I made it optional deliberately. A simple integration that acknowledges discrepancies one at a time doesn't need optimistic locking. The ValidTransition check catches illegal transitions regardless. But a dashboard where multiple analysts work on the same discrepancy simultaneously needs the 409 to prevent one analyst's context from silently overwriting another's.

Making optimistic locking mandatory would have been "safer" in the abstract. It also would have forced every client to track sequence numbers, even for simple, low-contention workflows. The state machine already prevents truly invalid transitions: you can't resolve an open discrepancy, you can't acknowledge one that's already resolved. The optimistic lock adds a second layer for the subset of clients that operate under concurrent access.

I was wrong about where the concurrency pressure would come from. I expected the escalation engine to be the primary source of conflicts because it processes discrepancies in bulk. It turned out that concurrent human analysts were the more common case. The engine runs on a 15-minute cycle and processes each tenant's rules sequentially. Two people clicking "investigate" on the same discrepancy within seconds of each other is harder to serialize than a scheduled batch job.

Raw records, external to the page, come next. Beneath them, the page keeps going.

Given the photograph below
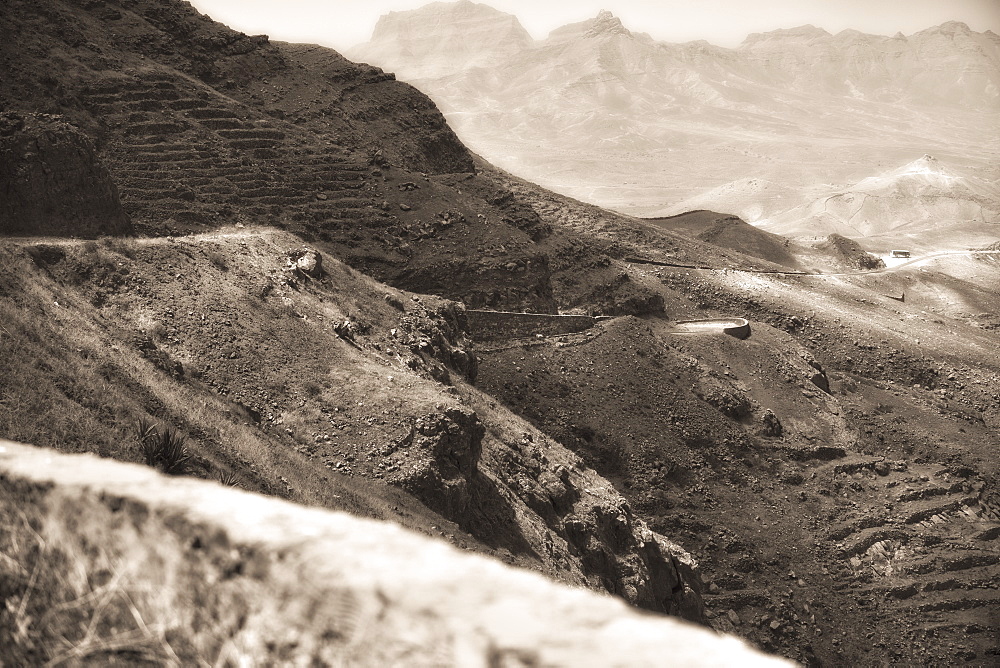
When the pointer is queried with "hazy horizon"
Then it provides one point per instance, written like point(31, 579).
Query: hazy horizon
point(722, 22)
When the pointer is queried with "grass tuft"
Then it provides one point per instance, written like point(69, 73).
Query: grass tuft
point(164, 449)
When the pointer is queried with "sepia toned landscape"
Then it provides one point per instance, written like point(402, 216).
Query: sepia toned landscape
point(471, 348)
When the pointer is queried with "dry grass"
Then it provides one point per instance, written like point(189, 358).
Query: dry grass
point(72, 378)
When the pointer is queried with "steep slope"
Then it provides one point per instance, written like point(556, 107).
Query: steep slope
point(442, 38)
point(52, 181)
point(922, 199)
point(309, 381)
point(595, 104)
point(817, 465)
point(203, 574)
point(732, 232)
point(304, 378)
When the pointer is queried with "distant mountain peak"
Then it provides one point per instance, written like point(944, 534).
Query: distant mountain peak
point(803, 32)
point(607, 23)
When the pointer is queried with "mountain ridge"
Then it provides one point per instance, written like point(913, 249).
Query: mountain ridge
point(799, 106)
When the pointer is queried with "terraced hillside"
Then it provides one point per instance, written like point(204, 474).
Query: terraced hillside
point(186, 157)
point(311, 233)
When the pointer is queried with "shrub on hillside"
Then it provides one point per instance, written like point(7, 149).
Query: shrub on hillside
point(164, 449)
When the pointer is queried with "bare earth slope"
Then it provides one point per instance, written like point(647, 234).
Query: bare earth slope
point(269, 581)
point(835, 471)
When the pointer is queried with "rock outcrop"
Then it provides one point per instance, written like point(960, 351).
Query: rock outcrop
point(51, 181)
point(184, 571)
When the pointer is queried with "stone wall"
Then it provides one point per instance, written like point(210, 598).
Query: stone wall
point(183, 571)
point(493, 325)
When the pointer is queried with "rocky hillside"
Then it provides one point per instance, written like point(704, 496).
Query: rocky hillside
point(53, 182)
point(293, 319)
point(197, 573)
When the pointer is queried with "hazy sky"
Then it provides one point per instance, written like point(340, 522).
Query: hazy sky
point(344, 23)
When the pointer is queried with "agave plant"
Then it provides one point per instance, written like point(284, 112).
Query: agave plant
point(229, 479)
point(165, 450)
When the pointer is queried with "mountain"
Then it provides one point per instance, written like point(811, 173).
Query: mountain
point(263, 264)
point(442, 38)
point(613, 117)
point(922, 200)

What the Trail Actually Proves

The system uses 7 event types spanning the full lifecycle: discrepancy.received, discrepancy.acknowledged, discrepancy.investigation_started, discrepancy.note_added, discrepancy.escalated, discrepancy.resolved, and discrepancy.auto_closed. Each event carries the actor (who performed it), the actor_type (system, user, or escalation engine), and a JSONB payload with specifics like resolution type (match_found, false_positive, manual_adjustment, write_off) or escalation reason.

When someone asks "what happened to discrepancy #4721?", the answer is a query returning an ordered list of immutable events. The sequence_num provides ordering. The actor field provides attribution. The payload provides context. The entire result set is provably unmodified because the table's application layer has no modification functions.

The 346 tests include 36 dedicated state machine test cases covering every valid transition and every invalid attempt. The domain layer is the most heavily tested module because it encodes the compliance rules that everything else depends on.

If your compliance audit trail can be edited by the same system that produces it, it's a log, not a ledger. The distinction matters the first time someone asks for proof.